No reason why the Polish should have all the fun, these tasty Polish pies, make a great starter, we filled our with a strong Welsh Cheddar Cheese, creamy mashed potatoes and spring onions.
These small dough pies or filled dumplings are on every slavic menu and often the choice of diners who are looking for an affordable meal. Often filled with a combination of mashed potatoes, sautéed onions, cabbage, cheese, meat, spinach, this diverse pie can satisfy even the hungriest family.
Combine with hand picked wild mushrooms and some home grown ingredients and your provided with a handsome meal that can be altered to offer variety and nutrition for your family and visitors to your home.
Perogi often find there way to the festival tables during one of the many periods of celebration that favour the deeply religious regions of Poland and similarly Eastern Europe.
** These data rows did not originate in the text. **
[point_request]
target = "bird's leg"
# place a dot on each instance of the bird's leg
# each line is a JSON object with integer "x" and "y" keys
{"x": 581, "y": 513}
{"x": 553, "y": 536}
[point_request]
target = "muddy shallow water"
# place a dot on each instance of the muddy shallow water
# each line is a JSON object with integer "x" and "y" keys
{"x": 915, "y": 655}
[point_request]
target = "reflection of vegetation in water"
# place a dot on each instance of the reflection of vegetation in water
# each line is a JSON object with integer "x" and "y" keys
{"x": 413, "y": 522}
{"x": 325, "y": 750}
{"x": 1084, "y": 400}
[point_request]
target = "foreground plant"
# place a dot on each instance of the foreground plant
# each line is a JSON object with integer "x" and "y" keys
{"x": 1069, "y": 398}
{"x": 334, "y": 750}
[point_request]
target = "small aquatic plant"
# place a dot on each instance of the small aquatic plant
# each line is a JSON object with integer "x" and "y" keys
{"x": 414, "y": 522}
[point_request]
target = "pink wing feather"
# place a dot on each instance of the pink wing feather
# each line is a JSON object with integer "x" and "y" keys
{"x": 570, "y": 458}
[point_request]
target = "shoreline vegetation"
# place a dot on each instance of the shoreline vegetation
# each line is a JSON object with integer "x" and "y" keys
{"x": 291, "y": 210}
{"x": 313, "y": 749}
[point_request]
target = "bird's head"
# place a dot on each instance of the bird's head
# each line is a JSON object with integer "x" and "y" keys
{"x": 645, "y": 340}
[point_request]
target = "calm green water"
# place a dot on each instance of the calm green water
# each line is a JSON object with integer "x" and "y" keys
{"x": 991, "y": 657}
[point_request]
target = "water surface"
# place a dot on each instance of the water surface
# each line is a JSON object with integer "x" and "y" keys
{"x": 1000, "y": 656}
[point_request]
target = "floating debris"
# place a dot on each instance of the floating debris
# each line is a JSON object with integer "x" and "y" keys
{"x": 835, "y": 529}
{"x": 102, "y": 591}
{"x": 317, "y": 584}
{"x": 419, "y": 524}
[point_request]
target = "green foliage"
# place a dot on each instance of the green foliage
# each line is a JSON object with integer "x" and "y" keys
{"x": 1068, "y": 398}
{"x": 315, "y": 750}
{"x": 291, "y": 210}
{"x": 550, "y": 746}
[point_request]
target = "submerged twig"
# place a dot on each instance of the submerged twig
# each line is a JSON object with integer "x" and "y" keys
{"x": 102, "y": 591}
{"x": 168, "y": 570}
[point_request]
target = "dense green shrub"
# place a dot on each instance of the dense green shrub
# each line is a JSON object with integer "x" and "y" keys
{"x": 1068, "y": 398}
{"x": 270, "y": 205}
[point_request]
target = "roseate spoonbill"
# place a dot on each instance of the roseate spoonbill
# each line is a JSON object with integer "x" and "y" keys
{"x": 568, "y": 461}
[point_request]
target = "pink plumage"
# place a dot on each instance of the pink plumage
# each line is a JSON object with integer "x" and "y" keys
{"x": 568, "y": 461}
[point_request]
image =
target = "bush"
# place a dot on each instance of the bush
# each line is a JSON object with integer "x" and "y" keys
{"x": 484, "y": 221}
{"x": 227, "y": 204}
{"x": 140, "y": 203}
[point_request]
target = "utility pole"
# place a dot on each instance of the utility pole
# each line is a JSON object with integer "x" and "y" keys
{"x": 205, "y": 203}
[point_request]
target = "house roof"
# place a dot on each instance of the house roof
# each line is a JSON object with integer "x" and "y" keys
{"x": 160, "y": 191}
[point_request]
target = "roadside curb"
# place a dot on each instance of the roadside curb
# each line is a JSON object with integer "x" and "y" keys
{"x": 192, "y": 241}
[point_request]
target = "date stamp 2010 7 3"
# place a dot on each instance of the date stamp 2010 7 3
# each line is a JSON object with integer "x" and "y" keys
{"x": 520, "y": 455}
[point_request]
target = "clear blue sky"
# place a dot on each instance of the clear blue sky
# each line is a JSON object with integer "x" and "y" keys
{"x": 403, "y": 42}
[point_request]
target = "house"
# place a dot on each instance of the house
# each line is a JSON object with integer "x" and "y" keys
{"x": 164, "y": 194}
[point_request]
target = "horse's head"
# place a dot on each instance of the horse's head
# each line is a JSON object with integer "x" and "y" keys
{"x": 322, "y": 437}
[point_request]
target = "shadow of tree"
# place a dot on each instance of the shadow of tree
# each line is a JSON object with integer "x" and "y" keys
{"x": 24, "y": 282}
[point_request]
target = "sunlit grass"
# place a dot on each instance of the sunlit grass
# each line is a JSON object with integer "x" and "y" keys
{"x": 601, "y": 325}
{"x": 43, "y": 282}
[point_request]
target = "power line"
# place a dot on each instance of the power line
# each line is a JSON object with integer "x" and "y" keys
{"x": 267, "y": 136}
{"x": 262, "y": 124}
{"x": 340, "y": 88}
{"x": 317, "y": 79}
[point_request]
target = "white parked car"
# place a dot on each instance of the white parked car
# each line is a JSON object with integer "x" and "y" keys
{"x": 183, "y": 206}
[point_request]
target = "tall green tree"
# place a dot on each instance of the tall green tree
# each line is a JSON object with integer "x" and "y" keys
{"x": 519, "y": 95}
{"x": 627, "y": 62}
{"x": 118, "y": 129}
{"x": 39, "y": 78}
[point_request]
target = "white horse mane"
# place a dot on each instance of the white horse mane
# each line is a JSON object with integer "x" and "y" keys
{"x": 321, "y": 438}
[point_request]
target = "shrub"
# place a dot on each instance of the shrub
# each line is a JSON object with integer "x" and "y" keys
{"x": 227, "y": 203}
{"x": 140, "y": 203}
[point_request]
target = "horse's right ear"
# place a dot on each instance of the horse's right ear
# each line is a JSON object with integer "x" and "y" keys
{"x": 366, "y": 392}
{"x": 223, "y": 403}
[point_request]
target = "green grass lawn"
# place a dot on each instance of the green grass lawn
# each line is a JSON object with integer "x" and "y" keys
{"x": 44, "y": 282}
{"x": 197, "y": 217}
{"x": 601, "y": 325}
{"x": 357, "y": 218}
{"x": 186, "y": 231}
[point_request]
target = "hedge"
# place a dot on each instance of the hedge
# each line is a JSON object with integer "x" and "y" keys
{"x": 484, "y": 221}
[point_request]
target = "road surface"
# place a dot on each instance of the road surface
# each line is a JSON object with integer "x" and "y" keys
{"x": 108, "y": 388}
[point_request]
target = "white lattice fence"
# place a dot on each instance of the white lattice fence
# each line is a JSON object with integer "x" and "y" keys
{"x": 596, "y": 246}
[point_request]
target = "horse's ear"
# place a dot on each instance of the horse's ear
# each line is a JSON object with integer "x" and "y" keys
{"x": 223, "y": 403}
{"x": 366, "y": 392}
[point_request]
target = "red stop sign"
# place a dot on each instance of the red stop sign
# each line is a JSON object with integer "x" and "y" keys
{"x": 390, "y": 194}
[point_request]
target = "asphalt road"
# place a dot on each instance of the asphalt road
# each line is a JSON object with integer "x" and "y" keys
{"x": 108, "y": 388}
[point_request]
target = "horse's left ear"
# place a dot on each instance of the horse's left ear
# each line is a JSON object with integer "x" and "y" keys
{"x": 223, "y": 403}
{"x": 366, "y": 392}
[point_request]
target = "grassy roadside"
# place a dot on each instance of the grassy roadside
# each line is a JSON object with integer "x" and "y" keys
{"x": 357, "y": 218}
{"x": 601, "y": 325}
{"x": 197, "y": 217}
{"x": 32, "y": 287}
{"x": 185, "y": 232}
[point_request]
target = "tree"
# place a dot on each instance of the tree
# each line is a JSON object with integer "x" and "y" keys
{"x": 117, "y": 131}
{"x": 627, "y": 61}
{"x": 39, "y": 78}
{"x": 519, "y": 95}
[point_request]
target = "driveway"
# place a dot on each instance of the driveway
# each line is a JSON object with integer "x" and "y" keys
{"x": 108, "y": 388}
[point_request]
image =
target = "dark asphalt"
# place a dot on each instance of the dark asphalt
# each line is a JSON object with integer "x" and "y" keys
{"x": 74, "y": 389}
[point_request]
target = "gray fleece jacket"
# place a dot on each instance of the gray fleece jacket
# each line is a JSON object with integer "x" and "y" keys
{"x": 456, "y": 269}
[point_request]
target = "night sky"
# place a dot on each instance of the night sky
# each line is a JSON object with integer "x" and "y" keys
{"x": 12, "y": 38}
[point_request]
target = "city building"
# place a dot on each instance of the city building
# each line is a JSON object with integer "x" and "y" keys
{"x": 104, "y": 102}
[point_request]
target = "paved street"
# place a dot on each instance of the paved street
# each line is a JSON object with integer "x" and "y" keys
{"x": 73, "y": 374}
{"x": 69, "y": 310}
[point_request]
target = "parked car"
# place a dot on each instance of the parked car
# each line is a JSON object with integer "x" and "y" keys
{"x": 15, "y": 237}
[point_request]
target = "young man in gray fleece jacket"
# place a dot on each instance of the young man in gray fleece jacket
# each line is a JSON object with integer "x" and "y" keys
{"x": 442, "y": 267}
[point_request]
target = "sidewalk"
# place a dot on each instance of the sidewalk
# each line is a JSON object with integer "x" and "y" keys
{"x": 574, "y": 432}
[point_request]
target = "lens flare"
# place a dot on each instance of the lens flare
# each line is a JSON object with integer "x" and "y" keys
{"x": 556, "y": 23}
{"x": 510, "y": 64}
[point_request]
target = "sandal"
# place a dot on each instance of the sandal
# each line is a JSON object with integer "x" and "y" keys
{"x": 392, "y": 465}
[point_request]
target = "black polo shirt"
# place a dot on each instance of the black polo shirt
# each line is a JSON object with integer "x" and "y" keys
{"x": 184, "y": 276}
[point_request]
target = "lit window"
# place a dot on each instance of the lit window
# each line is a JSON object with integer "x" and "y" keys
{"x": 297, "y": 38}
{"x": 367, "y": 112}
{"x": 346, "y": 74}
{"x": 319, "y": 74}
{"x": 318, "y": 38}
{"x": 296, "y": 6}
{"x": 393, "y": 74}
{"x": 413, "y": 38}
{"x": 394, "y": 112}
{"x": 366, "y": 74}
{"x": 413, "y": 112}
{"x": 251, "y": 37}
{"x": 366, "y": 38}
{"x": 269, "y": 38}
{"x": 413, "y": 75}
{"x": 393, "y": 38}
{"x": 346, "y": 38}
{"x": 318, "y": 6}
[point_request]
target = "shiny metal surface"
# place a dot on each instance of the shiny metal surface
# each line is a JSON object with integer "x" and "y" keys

Originally regarded as peasant food the Perogi has found it’s way into Christmas, Easter and Weddings and often a welcome treat that held the partygoer maintain sobriety during these heavy drinking sessions.
A busy family may consider buying these delicious Perogi from the freezer section of the local supermarket but chances are whilst living in remote Eastern Europe you will be sharing your family home with an expert Perogi maker often the Babcia (grandmother), often the head of every Polish kitchen.
If you are lucky enough to have a Polska sklep a Polish store near you, then be sure to check it out! It’s not a complicated as you think and often the shop assistance will be able to help you find what you need. If you are making Polish perogi then Polish flour Maka is essential, since your only adding a little warm water to make the dough a good flour will make all the difference.
Perogi are so popular in Poland that they even have their own Saint “Swiety Jacek z pierogami! (St. Hyacinth and his pierogi!) often an exclamation of surprise “Oh my gosh” where this originated from no one knows?